In August 2024 the house was offered for sale at a guide price of £1.2 million.

==History==
Plas Tan y Bwlch was built by the Oakeley family during the 19th century on the site of a first house probably built in the early 17th century. Additions designed by the Chester architect John Douglas were made to the house for W. E. Oakley in 1872. The nearby Oakeley Arms Hotel was also once part of the estate but was sold off in the early 20th century.

The Oakeley family owned a huge slate quarry in Blaenau Ffestiniog from which slates were carried to Porthmadog by the Ffestiniog Railway which passed through the estate.

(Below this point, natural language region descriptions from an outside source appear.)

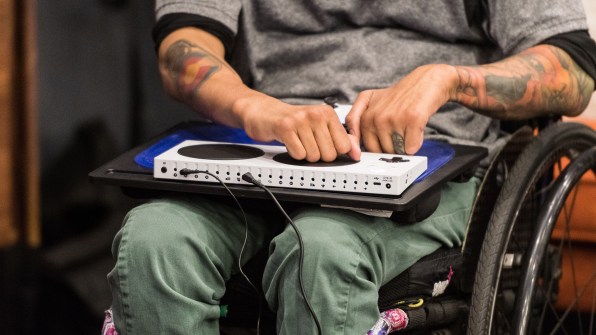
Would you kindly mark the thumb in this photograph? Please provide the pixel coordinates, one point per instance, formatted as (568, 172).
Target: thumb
(355, 152)
(353, 117)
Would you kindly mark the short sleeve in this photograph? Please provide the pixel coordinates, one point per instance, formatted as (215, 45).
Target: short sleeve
(224, 11)
(517, 25)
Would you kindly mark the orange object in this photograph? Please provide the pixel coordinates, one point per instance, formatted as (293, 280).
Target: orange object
(581, 210)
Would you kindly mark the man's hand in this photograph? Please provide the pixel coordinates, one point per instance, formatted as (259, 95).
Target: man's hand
(311, 132)
(393, 119)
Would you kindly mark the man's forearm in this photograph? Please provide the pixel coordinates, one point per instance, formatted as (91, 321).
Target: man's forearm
(194, 72)
(539, 81)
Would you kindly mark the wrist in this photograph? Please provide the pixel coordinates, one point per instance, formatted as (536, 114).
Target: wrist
(250, 106)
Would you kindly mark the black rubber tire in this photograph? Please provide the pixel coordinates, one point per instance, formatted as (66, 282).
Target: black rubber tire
(536, 160)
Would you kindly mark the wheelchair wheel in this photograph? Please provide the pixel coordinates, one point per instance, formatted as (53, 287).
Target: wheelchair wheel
(507, 245)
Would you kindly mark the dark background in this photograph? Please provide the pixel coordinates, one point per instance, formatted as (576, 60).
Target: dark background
(99, 95)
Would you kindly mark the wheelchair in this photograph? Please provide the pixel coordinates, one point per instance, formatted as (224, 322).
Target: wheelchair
(509, 270)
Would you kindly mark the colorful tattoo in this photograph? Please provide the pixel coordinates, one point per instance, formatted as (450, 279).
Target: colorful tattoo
(541, 80)
(190, 67)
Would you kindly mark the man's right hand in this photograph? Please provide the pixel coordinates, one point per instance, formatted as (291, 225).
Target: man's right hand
(310, 132)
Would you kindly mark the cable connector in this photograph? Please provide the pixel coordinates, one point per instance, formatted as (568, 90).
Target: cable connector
(248, 177)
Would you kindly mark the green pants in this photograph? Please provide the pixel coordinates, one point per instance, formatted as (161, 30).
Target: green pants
(173, 257)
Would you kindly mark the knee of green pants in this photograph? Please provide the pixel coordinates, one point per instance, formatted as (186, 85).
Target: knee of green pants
(172, 261)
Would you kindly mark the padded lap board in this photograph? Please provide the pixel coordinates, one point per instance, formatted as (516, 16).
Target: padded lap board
(437, 153)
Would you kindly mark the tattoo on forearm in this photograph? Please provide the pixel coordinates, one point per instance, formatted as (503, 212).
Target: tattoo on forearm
(541, 80)
(189, 66)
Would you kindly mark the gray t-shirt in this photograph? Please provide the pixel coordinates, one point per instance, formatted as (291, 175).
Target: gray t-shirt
(304, 50)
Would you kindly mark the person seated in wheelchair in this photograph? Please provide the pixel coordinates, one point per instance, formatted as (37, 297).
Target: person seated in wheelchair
(412, 71)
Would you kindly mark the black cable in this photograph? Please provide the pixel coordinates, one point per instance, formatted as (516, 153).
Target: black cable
(248, 177)
(186, 172)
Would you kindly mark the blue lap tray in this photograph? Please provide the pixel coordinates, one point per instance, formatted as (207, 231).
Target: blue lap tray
(437, 153)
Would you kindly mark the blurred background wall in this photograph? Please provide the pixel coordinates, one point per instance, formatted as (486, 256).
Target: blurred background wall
(95, 93)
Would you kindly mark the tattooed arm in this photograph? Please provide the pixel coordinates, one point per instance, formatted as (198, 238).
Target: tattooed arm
(539, 81)
(194, 71)
(542, 80)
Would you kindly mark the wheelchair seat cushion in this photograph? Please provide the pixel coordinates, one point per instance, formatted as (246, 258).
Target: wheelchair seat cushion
(433, 275)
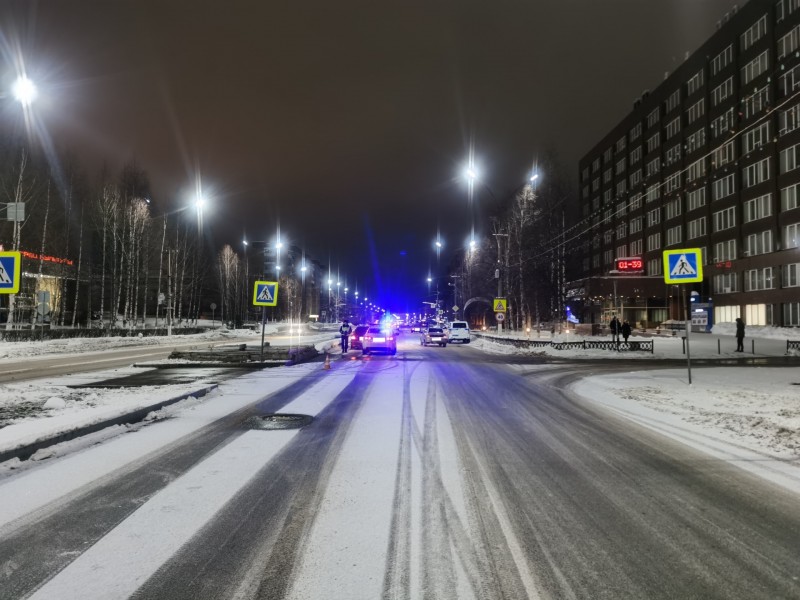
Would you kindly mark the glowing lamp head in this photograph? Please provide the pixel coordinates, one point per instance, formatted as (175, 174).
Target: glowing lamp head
(24, 91)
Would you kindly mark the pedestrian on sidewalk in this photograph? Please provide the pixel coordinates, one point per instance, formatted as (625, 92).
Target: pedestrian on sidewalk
(739, 335)
(615, 327)
(626, 331)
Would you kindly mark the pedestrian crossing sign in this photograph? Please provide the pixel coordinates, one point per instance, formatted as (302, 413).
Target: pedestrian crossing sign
(683, 266)
(10, 272)
(265, 293)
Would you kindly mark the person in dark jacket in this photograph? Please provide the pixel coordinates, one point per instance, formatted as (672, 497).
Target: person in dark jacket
(626, 330)
(739, 335)
(615, 327)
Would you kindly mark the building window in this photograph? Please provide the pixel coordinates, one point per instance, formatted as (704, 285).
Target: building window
(789, 81)
(757, 208)
(696, 111)
(725, 219)
(696, 140)
(756, 102)
(790, 275)
(674, 235)
(696, 198)
(673, 127)
(725, 284)
(723, 155)
(755, 67)
(725, 251)
(722, 60)
(753, 34)
(758, 279)
(695, 83)
(723, 123)
(653, 142)
(722, 91)
(724, 187)
(652, 118)
(758, 243)
(654, 266)
(789, 119)
(790, 158)
(791, 236)
(652, 167)
(673, 182)
(672, 209)
(696, 228)
(653, 193)
(696, 170)
(789, 197)
(755, 173)
(755, 138)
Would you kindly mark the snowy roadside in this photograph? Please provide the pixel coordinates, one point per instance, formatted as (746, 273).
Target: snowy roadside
(747, 416)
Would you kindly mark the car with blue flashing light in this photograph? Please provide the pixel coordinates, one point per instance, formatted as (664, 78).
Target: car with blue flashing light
(433, 335)
(458, 331)
(378, 339)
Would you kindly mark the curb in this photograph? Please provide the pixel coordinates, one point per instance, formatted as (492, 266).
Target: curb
(24, 452)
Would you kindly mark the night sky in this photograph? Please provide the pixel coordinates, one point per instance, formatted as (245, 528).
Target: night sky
(346, 123)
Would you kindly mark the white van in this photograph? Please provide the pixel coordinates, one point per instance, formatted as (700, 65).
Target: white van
(459, 331)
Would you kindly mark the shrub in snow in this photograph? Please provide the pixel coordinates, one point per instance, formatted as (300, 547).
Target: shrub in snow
(55, 402)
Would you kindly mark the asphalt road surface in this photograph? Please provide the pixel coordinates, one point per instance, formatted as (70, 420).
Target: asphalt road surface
(433, 474)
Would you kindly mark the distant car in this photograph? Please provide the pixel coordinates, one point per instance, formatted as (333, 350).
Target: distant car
(379, 340)
(433, 335)
(458, 331)
(355, 337)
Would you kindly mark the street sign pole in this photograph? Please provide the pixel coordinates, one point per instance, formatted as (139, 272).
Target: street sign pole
(688, 330)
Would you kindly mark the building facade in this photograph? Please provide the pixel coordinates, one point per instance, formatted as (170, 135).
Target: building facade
(709, 159)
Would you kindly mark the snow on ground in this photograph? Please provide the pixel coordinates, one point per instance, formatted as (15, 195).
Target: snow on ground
(747, 410)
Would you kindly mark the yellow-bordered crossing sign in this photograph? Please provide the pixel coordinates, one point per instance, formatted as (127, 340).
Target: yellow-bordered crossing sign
(265, 293)
(10, 272)
(683, 266)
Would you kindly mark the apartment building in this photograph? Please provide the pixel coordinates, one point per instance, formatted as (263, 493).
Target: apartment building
(709, 159)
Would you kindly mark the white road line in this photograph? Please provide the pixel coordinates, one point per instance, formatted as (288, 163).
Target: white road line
(124, 559)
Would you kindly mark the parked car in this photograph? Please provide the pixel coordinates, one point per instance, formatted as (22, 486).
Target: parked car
(355, 337)
(433, 335)
(458, 331)
(379, 340)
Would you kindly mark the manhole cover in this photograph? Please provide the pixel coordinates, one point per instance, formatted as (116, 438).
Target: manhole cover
(279, 421)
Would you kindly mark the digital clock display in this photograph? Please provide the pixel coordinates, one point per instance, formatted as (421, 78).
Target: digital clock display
(630, 265)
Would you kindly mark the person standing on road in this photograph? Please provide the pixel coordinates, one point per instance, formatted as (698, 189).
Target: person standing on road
(626, 330)
(739, 335)
(615, 327)
(344, 331)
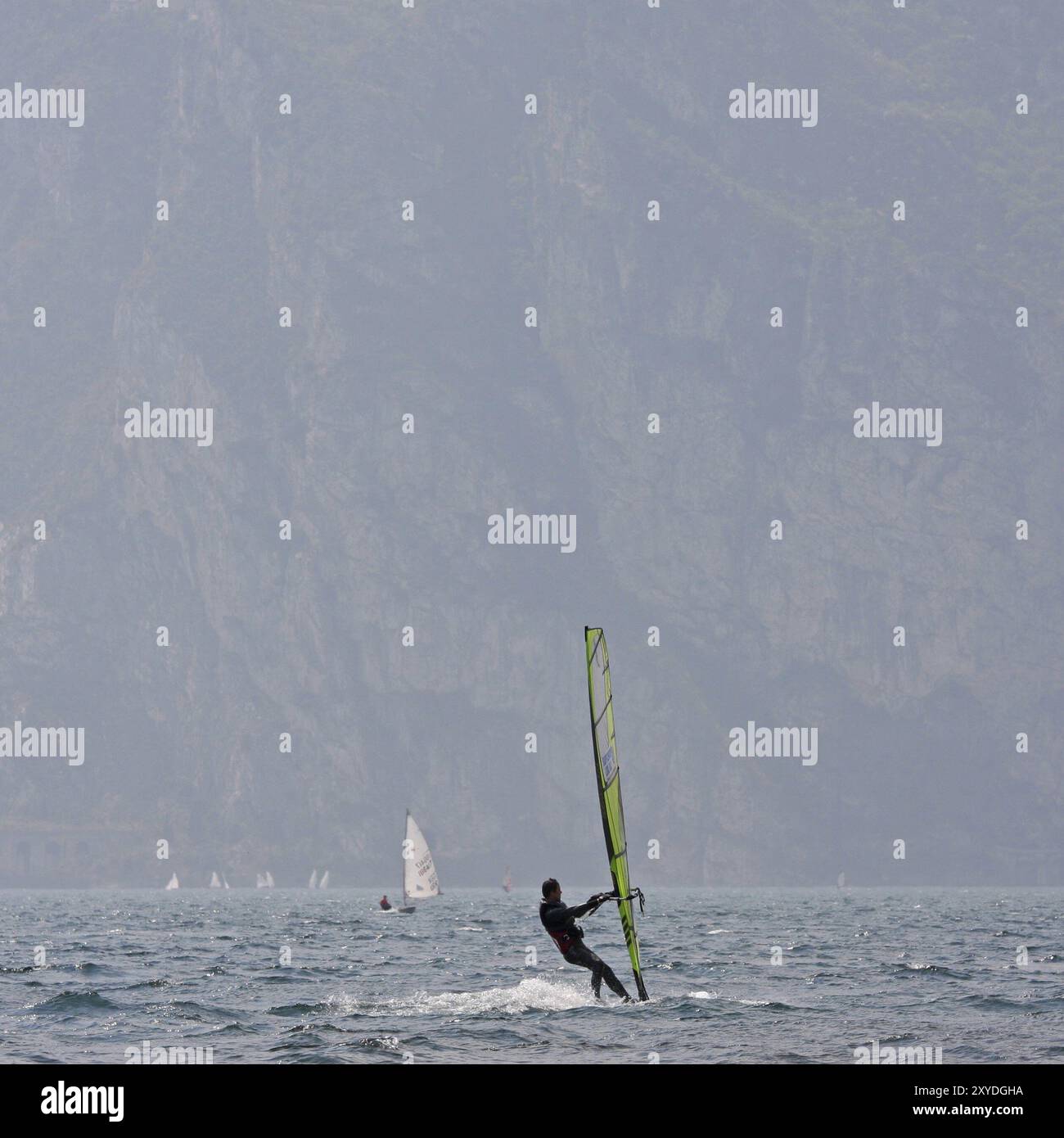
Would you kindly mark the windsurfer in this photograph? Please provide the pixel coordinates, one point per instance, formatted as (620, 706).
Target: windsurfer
(560, 922)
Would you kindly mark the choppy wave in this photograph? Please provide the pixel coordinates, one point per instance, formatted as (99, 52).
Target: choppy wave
(471, 978)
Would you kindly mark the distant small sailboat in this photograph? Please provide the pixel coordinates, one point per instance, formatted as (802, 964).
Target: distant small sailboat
(419, 871)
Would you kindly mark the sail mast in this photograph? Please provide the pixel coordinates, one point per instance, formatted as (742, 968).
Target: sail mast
(600, 697)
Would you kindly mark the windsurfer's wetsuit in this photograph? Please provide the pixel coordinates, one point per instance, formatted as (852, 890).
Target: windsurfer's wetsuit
(560, 922)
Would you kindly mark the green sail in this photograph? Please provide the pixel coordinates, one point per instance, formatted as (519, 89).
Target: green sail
(608, 779)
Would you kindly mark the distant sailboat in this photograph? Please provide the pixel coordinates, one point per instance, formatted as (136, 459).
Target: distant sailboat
(419, 871)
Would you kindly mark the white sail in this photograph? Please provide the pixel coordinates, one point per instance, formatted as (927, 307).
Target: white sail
(419, 873)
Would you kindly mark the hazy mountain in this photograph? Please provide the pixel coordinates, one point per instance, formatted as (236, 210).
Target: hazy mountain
(635, 318)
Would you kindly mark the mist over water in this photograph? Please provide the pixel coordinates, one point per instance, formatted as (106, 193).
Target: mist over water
(935, 968)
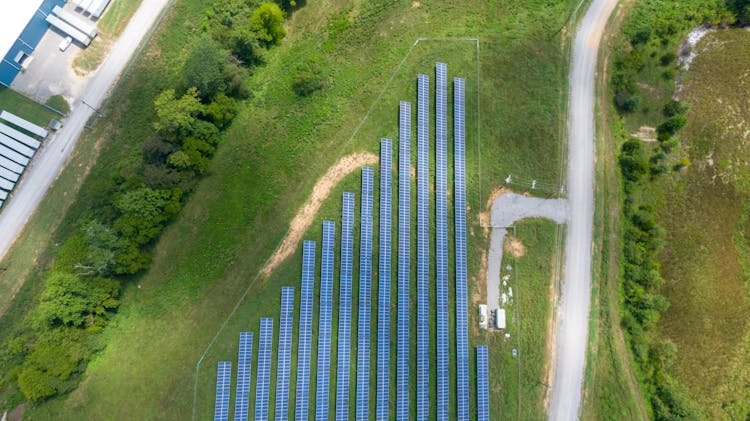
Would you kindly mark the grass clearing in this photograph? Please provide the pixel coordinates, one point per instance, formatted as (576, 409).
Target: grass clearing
(273, 154)
(21, 106)
(701, 212)
(110, 26)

Plas Tan y Bwlch is thought to be the first house in North Wales with electric lighting powered from its own hydro-electric station, which was commissioned in the 1890s. A pipeline from the nearby Llyn Mair fed water to a Pelton wheel, which was located in a small power house on the hillside immediately behind the house. It ceased to operate soon after 1928, when the public hydro-electric power station at Maentwrog began supplying the area. In June 2013 a new hydro-scheme, costing £420,000, and similarly tapping the water from Llyn Mair, was opened. The water falls 60 m to the turbine, and the scheme is expected to meet most of the Plas' electricity needs.

The gardens of around 80 acres are designated Grade II* on the Cadw/ICOMOS Register of Parks and Gardens of Special Historic Interest in Wales.